Considering backyard chickens?
Then welcome! Let’s talk chickens this week.
Last year if you had asked me if we’d ever have chickens I’d have told you absolutely not.
But I was misinformed. Hadn’t really considered all the pros to being a chicken owner just had one disgusting experience involving chicken cannibalism as a teenager house sitting.
Our decision to add chickens to our homestead sort of just came to be. It wasn’t a monumental moment that I could really jog from my memory. But I do remember being sick of the prices of organic happy chicken eggs from the store. Diet is important in our house. And organic free range eggs are a staple.
I found someone locally getting rid of a few hens. Quickly a few hens turned into 8, oh and plus one rooster. The luck of the draw with pullets (unsexed baby chicks) locally hatched.
Not only we were saving money on eggs immediately, but we found that the chickens were actually a great form of sensory input for our children.
Raising good humans in this worlds current climate is necessary. Providing our kids with opportunities to learn and encouraging growth is our job as their parents. What better way to teach them about the food we consume than having chickens in the backyard.
When our pullet turned Rooster we decided to use the fertile eggs to hatch our own babies this spring. Out of 10 eggs, 5 hatched all natural, compliments of our broody hen Harriett Ann.

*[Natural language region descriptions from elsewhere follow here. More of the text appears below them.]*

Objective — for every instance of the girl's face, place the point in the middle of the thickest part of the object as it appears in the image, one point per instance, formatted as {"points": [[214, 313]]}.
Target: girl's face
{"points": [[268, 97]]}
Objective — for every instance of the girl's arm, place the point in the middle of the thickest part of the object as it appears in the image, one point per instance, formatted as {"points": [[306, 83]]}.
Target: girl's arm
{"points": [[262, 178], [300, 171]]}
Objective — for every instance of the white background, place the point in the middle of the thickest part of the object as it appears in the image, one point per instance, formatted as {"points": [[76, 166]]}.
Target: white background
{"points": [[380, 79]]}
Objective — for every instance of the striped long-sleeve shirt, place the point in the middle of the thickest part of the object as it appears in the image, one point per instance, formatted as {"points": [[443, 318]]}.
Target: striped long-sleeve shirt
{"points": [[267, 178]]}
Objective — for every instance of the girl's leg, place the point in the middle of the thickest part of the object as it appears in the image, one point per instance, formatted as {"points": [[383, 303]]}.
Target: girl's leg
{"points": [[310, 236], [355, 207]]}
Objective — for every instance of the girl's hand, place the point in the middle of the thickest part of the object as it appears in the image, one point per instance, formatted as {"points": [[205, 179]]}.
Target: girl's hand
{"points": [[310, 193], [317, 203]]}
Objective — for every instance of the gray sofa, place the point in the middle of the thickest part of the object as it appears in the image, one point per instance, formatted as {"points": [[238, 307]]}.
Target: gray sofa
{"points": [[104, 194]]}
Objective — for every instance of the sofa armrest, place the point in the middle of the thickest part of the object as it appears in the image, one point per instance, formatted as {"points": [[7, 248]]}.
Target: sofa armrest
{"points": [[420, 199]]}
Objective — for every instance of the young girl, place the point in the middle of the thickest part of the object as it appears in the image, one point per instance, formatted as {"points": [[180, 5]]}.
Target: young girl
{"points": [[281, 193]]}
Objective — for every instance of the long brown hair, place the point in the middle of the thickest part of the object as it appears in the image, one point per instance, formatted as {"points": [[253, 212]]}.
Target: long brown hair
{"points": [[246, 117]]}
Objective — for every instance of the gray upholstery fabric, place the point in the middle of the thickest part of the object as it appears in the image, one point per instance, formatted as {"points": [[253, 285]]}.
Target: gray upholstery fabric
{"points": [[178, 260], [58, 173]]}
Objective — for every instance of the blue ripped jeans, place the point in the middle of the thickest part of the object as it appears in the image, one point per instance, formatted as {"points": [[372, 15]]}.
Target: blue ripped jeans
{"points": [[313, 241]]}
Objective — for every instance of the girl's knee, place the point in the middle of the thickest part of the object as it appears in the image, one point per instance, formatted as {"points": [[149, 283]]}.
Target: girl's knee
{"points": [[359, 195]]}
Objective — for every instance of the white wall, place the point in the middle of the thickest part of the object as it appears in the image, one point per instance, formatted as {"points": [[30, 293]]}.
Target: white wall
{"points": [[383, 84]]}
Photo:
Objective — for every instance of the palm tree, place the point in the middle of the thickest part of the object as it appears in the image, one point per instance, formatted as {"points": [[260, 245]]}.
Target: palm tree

It was really simple. Nothing to crazy. Harriett Ann did reject her first chick, but with the advice of others and an evening chick reverse kidnapping she happily took him under her wings just a few days later.
So here it is in a bullet version why I’d encourage you to consider backyard chickens (if you’re not a lengthy article reader)
- Cost savings (Even with the price of chicken feed I’d say it was much more cost effective then buying eggs weekly from the grocery store)
- If you have kids it’s an excellent learning opportunity
- They are really simple and don’t require much.
- Inexpensive to start you’re own backyard chicken flock. I think our total cost to starting our little chicken family was about $50.
- You can build your own coop using pallets or recycled wood.
- Feeders can be found on sale.
- The best eggs I’ve ever tasted and they are much cuter than store bought eggs!
- Fresh, I always wondered how long have the eggs I’m purchasing actually been sitting on the shelf. Now I know how fresh mine are.
- Organic eggs.
- An extra way to make money on the side by selling farm fresh organic eggs to neighbors. Also people looking to start their own backyard flock are willing to purchase hens. You won’t get rich quickly, but it is a nice way to make a little money on the side.
There are cons to owning chickens too. I mean they can be stinky. But I use essential oils and natural products to keep their coop as clean as I can.
But overall I’d say the benefits to owning our own backyard chickens has exceeded the negatives. And I’ve found myself fond of quite a few!